At the showrooms of Christie's and Sotheby's last week, as white-gloved staff carefully hung dozens of museum-quality paintings, there was definitely a sense that Christmas would arrive in June.

This week's sales of Impressionist and modern art at the two houses, including blockbuster canvases by Monet, Manet, Picasso, Derain and Matisse, are expected to be the largest-grossing art auctions ever held in London, and together could exceed the high estimate of ₤380-million ($575-million).

"London has never seen anything like this before," said Patrick Legant of Sotheby's as he watched Manet's 1878 Self-Portrait with a Palette lifted by two auction-house staff in blue aprons. "That painting, for example, is the kind of thing you offer once in a lifetime."

The Manet is one of only two self-portraits the artist painted; the other hangs in a gallery in Tokyo. The last time it was sold at auction, in 1997, it fetched $18.7-million. At Sotheby's on Tuesday, it will carry a high estimate of ₤30-million ($45.5-million).

The self-portrait is one of a series of big-ticket works that will draw collectors and dealers from all over the world to the immaculate auction houses in central London; those who can't make it will relay their bids to staff manning a bank of telephones.

Christie's is holding the larger of the sales, beginning on Wednesday with 63 lots estimated to bring in as much as ₤230-million ($348-million). The highlight of Christie's sales is one of Monet's celebrated Nymphéas water-lily canvases, painted at Giverny in 1906. It was part of the exhibition of Monet's water-lily paintings held in Paris in 1909, and is expected to fetch upwards of ₤40-million ($60-million).

The quality of the art on offer this week prompted Christie's to take the rare step of opening its doors to the public for four days, so that even those who have no chance of buying a painting can see these before they're snapped up by private collections.

Dealers at both houses said the unusual number of noteworthy works on sale was due to sellers sensing a confident market. "The market is really strong," said Sotheby's Legant. "People have seen that the top end of the market can achieve extraordinary prices, when rarity and quality are combined." Christie's Giovanna Bertazzoni has noted "a fierce international demand in the art market, particularly for the rarest and the best."

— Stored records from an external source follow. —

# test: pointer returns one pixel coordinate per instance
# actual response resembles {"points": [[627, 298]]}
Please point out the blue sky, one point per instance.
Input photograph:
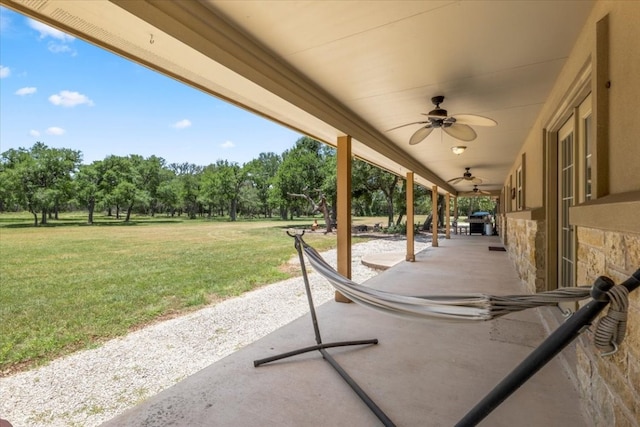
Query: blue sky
{"points": [[67, 93]]}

If the trend continues from recent auctions, the London sales may achieve new standards. Only last month, an auction record was set when Christie's in New York sold Picasso's Nude, Green Leaves and Bust for $106.4-million (U.S.) to a telephone bidder whose identity has not been revealed. That was $2-million more than another anonymous buyer paid at Sotheby's in February to set the previous auction record, for a Giacometti bronze sculpture, Walking Man I.

The other hot ticket at Christie's sale is Picasso's Portrait of Angel Fernandez de Soto, otherwise known as The Absinthe Drinker. It's being sold by composer Andrew Lloyd Webber to benefit his charitable foundation, and like many of the works on sale, has dramatic ties to the history of European art during the Second World War.

The 1903 painting, which may well exceed its estimate of ₤40-million, was supposed to be auctioned in 2006, but the sale was delayed after a German litigant claimed the painting had been illegally acquired by the Nazis. The dispute was resolved out of court.

There's a similar story behind a group of paintings at Sotheby's, which have been shut away in a Paris bank vault since 1939 and now bear the grand name Trésors du Coffre Vollard after the famous art dealer who owned them - Ambroise Vollard, a champion of Impressionist and modern art.

In 1939, just after Vollard died, the 140 works, including pieces by Cézanne and Degas, were left in the bank by a friend of Vollard's, who died in a concentration camp three years later. The vault was opened in 1979, but the sale of the works was held up by legal wrangling until now.

The highlight of Vollard's collection is a bright canvas by the Fauvist painter André Derain, Arbres à Collioure, which is expected to fetch as much as ₤14-million ($21-million). Depending on how heated things get when the paddles start flying, it could sell for quite a bit more.